Ciltte istenmeyen lekeler çiller oluşmasına yol açar. Güneşin bilimsel olarak kesinlik kazanan en önemli zararı ise, deri kanseri oluşum riskini arttırmasıdır. Deri kanseri son yıllarda çok hızlı bir artış göstermektedir. Bronzlaşma tüm dünya toplumlarında sağlıklı bir görünüm ile ilişkilendirilse de, anlamı aslında deri hasarıdır. Bronzlaşma derinin kendini koruma yöntemidir. Deri ne kadar bronz ise o kadar hasar almış demektir. Deriye ulaşan güneş ışınlarının bir kısmı yansır bir kısmı da deri tarafından emilir. Bu nedenle koruyucu önlemlerin hepsi birlikte uygulanmalıdır" şeklinde açıklamada bulundu.
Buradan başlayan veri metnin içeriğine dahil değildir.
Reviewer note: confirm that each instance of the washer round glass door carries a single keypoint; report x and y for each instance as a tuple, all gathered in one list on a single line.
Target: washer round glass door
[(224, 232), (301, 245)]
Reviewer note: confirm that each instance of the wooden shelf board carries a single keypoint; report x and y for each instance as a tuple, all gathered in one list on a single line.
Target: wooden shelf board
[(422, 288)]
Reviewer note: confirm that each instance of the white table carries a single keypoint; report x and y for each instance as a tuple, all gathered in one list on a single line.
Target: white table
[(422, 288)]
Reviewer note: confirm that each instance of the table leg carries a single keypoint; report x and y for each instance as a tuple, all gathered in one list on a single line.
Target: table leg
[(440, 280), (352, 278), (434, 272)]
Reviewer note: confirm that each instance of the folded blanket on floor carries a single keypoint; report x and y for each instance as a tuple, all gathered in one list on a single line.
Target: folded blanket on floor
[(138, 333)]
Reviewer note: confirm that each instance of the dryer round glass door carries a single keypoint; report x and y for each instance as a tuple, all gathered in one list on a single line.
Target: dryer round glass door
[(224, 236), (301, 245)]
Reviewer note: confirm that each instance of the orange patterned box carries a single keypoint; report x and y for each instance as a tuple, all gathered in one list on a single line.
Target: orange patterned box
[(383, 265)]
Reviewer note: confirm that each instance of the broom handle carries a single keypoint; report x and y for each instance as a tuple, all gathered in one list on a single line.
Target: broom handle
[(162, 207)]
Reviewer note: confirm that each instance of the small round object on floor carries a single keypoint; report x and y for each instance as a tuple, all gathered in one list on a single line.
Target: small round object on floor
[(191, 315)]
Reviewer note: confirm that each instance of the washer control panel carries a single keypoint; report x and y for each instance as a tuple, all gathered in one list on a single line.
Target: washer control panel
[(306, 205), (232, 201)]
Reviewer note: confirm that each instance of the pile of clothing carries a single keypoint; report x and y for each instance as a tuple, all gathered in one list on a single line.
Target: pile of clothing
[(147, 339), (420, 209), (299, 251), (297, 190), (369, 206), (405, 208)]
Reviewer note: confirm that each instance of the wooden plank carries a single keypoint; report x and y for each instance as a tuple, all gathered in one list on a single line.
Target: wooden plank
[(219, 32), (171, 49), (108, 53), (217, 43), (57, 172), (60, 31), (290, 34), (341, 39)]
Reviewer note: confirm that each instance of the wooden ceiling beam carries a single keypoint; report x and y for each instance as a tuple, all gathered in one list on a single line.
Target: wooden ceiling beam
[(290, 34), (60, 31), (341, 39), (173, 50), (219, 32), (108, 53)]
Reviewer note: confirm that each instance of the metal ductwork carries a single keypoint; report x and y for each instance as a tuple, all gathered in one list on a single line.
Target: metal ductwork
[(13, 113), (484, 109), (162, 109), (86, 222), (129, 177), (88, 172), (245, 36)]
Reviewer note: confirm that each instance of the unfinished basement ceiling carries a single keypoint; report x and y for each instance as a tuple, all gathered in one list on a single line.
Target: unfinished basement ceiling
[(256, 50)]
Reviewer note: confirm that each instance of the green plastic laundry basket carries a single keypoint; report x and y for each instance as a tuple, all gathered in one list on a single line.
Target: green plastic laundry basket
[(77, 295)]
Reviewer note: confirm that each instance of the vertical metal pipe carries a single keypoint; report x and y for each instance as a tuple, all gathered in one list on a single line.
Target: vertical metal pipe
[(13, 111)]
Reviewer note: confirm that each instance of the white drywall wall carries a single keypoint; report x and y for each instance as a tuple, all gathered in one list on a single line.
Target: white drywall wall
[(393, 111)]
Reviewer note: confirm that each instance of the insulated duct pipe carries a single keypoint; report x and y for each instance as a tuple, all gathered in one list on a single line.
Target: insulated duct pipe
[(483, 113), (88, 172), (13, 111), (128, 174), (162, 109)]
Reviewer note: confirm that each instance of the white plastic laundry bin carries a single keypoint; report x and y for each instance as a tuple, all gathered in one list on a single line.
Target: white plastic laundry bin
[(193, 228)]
Cilt bakımının yanı sıra yazın güneşin zararlı ışınlarına karşı alınması gereken önlemlerle igili olarak sık dokunmuş, açık renkli giysilerin giyilmesi, bununla beraber, geniş kenarlı şapka ve güneş gözlüğünün de güneşin zararlı etkilerinden korunmada etkili olacağına dikkat çeken Dr. Ayfer Bankaoğlu, gölgede kalmanın güneşin zararlı etkilerinden tam olarak korumayacağını, kum ve denizin güneş ışıklarını yansıtacağı için güneş koruyucuları kullanmanın, hatta beyaz renkli giysiler giymenin doğru olacağını da vurguladı.

11.00-15.00 saatleri arası güneş ışınlarına maruz kalmanın doğru olmayacağının, yaz aylarında herkesin, özellikle de açık tenli kişilerin gün örtüsü denilen güneş koruyucu ürünleri kullanmaları gerektiğinin altını çizen Dr. Ayfer Bankaoğlu, güneş koruyucu krem seçerken dikkat edilmesi gereken noktalarla ilgili olarak, "Güneş koruyucular, UV ışınlarını emme, yansıtma ve dağıtma yolu ile deriye ulaşmasını engellerler. Güneş koruyucu kremlerin etkinliğini güneş koruma faktörü (SPF) belirler. Güneş koruma faktörü, güneş koruyucu kullanılmış bölgede kızarıklık oluşma zamanının, koruyucu kullanılmamış bölgede kızarıklık oluşma zamanına oranı ile belirlenir. Güneş koruma faktörü ne kadar yüksek ise etkinlik o kadar artacaktır. Yaz aylarında en az 30 koruma faktörlü kremler uygun olacaktır" şeklinde açıklamasını tamamladı.